I have several Dataframes with the same columns that I'd like to merge on their indices only.
print df1
out[]: Value ISO
Id
200001 8432000000 USD
200230 22588186000 USD
200247 4633000000 USD
200291 1188880000 USD
200418 1779776000 USD
print df2
out[]: Value ISO
Id
200001 1.309168e+11 USD
200230 5.444096e+10 USD
200247 9.499602e+09 USD
200291 2.089603e+09 USD
200418 3.827251e+09 USD
print df3
out[]: Value
Id
200001 3.681908
200230 3.408507
200247 4.531866
200291 0.273029
200418 3.521822
I could use
pd.concat([df1, df2, df3], axis=1)
and get
out[]: Value ISO Value ISO Value
Id
200001 8432000000 USD 1.309168e+11 USD 3.681908
200230 22588186000 USD 5.444096e+10 USD 3.408507
200247 4633000000 USD 9.499602e+09 USD 4.531866
200291 1188880000 USD 2.089603e+09 USD 0.273029
200418 1779776000 USD 3.827251e+09 USD 3.521822
But I lose the information of where each column came from. I could also do a merge on two dataframes and use the suffixes parameter
print df1.merge(df2, left_index=True, right_index=True, suffixes=('_1', '_2'))
and get
out[]: Value_1 ISO_1 Value_2 ISO_2
Id
200001 8432000000 USD 1.309168e+11 USD
200230 22588186000 USD 5.444096e+10 USD
200247 4633000000 USD 9.499602e+09 USD
200291 1188880000 USD 2.089603e+09 USD
200418 1779776000 USD 3.827251e+09 USD
I can then daisy chain my merges but the suffixes parameter only applies to columns that share a name. Once I've suffixed the first merge, the names will no longer be in common with the third dataframe.
I figured the solution would be to append a level to the column index of each dataframe with the relevant information necessary to distinguish those columns. Then I could run a pd.concat() and get something that looks like this:
print pd.concat([df1_, df2_, df3_], axis=1)
out[]:Source df1 df2 df3
Value ISO Value ISO Value
200001 8.432e+09 USD 1.309168e+11 USD 3.681908
200230 2.258819e+10 USD 5.444096e+10 USD 3.408507
200247 4.633e+09 USD 9.499602e+09 USD 4.531866
200291 1.18888e+09 USD 2.089603e+09 USD 0.273029
200418 1.779776e+09 USD 3.827251e+09 USD 3.521822
However, in order to get this to happen. I had to abuse the dataframes like so:
df1_ = df1.T
df1_['Source'] = 'df1'
df1_.set_index('Source', append=True, inplace=True)

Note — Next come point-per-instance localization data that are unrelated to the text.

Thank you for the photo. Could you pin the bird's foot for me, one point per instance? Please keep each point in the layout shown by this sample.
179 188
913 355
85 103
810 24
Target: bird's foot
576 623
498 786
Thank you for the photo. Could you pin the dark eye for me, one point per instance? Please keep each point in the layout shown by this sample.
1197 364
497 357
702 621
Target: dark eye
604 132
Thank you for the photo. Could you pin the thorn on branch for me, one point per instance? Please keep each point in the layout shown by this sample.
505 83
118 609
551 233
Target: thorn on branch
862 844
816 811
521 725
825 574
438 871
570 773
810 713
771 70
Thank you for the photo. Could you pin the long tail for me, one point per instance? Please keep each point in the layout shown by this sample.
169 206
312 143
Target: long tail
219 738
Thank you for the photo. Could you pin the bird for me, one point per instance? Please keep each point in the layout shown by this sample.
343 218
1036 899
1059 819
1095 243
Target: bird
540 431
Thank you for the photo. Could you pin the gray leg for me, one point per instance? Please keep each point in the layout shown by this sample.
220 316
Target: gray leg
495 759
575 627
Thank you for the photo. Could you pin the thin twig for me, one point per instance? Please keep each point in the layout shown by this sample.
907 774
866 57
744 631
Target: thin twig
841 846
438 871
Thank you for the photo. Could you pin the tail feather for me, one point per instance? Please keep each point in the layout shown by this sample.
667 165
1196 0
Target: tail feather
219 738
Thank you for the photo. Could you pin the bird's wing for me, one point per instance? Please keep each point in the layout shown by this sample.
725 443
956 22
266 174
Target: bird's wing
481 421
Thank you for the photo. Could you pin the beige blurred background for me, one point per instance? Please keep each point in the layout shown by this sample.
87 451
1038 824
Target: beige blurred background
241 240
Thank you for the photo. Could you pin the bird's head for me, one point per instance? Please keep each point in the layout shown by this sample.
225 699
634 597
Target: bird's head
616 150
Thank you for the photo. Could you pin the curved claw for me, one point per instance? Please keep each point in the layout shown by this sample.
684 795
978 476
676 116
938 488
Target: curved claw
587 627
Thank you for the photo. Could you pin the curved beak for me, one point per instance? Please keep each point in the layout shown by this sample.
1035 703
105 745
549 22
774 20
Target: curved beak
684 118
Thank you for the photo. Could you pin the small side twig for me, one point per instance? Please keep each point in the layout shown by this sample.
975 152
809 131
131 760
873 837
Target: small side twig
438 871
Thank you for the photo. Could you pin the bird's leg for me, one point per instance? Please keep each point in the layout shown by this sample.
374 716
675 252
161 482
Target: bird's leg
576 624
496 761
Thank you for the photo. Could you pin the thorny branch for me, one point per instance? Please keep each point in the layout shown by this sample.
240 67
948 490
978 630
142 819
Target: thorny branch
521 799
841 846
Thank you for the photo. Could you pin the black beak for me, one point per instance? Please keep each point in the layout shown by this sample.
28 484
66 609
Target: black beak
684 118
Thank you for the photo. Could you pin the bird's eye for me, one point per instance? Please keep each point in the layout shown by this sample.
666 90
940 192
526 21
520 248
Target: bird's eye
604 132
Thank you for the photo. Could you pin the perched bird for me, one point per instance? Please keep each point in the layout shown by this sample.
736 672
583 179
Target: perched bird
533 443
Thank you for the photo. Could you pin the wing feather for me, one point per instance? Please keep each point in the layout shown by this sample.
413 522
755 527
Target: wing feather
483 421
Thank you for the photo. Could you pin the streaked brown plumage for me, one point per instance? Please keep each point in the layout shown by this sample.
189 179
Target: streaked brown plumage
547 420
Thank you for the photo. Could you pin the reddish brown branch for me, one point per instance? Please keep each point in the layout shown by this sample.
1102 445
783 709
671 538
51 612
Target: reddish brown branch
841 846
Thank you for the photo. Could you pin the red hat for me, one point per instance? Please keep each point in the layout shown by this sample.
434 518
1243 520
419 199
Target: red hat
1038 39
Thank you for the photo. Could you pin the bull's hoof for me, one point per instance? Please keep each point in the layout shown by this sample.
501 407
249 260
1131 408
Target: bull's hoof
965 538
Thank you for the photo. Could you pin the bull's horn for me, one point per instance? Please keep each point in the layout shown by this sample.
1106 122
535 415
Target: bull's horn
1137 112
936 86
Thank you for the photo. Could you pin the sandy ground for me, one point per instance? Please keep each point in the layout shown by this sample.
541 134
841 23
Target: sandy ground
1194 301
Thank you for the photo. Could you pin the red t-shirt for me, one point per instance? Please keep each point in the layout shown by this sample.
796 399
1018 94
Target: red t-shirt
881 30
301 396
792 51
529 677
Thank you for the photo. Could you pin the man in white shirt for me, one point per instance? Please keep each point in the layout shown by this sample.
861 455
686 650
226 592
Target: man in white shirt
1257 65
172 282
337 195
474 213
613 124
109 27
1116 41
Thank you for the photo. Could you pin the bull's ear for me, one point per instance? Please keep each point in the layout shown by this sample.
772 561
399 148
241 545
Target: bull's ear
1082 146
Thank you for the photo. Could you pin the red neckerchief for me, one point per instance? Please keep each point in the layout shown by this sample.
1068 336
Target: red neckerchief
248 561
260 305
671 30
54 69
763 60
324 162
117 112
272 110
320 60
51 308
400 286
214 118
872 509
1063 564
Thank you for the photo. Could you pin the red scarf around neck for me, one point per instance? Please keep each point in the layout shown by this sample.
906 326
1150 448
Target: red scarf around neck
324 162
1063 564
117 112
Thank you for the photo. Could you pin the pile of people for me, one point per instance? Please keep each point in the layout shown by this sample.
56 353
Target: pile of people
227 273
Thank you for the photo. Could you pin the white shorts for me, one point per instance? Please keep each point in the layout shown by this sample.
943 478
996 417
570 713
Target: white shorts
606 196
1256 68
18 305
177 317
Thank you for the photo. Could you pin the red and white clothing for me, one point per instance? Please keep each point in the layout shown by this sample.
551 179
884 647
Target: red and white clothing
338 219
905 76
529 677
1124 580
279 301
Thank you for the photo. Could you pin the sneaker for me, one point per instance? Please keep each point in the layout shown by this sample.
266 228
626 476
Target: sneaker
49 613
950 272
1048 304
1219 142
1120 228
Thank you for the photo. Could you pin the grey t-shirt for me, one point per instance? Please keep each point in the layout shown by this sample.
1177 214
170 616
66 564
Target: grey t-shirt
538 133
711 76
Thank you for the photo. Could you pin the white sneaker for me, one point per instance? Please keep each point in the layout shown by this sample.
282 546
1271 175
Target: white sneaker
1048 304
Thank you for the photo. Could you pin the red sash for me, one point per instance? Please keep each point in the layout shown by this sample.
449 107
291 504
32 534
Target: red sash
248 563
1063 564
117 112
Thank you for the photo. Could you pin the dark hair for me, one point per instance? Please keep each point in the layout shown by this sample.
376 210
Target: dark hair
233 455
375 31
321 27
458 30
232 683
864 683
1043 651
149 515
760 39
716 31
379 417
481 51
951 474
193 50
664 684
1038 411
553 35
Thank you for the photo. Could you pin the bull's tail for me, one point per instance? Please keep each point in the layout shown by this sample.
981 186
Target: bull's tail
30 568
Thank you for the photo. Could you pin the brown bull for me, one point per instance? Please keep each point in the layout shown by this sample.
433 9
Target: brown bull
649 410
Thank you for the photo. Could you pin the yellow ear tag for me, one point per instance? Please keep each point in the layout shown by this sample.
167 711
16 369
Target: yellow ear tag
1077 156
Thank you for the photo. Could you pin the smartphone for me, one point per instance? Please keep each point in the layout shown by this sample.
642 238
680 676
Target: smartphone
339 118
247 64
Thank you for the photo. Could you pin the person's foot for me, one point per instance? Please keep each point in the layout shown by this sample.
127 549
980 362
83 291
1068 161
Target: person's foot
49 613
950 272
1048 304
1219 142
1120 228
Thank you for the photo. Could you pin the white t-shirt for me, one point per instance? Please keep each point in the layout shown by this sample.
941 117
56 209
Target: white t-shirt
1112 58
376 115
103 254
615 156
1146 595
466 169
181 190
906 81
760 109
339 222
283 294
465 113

df1_.index = df1_.index.swaplevel(0, 1)
df1_ = df1_.T
Ultimately, I want a result to look a lot like the last concat statement. Is there a better way to get there? Is there a better way to append a level to the column index?
Thanks, PiR
I you want a MultiIndex, you can do this directly in the concat
function to get the same results, like:
pd.concat([df1, df2, df3], axis=1, keys=['df1', 'df2', 'df3'])
or
pd.concat({'df1':df1, 'df2':df2, 'df3':df3}, axis=1)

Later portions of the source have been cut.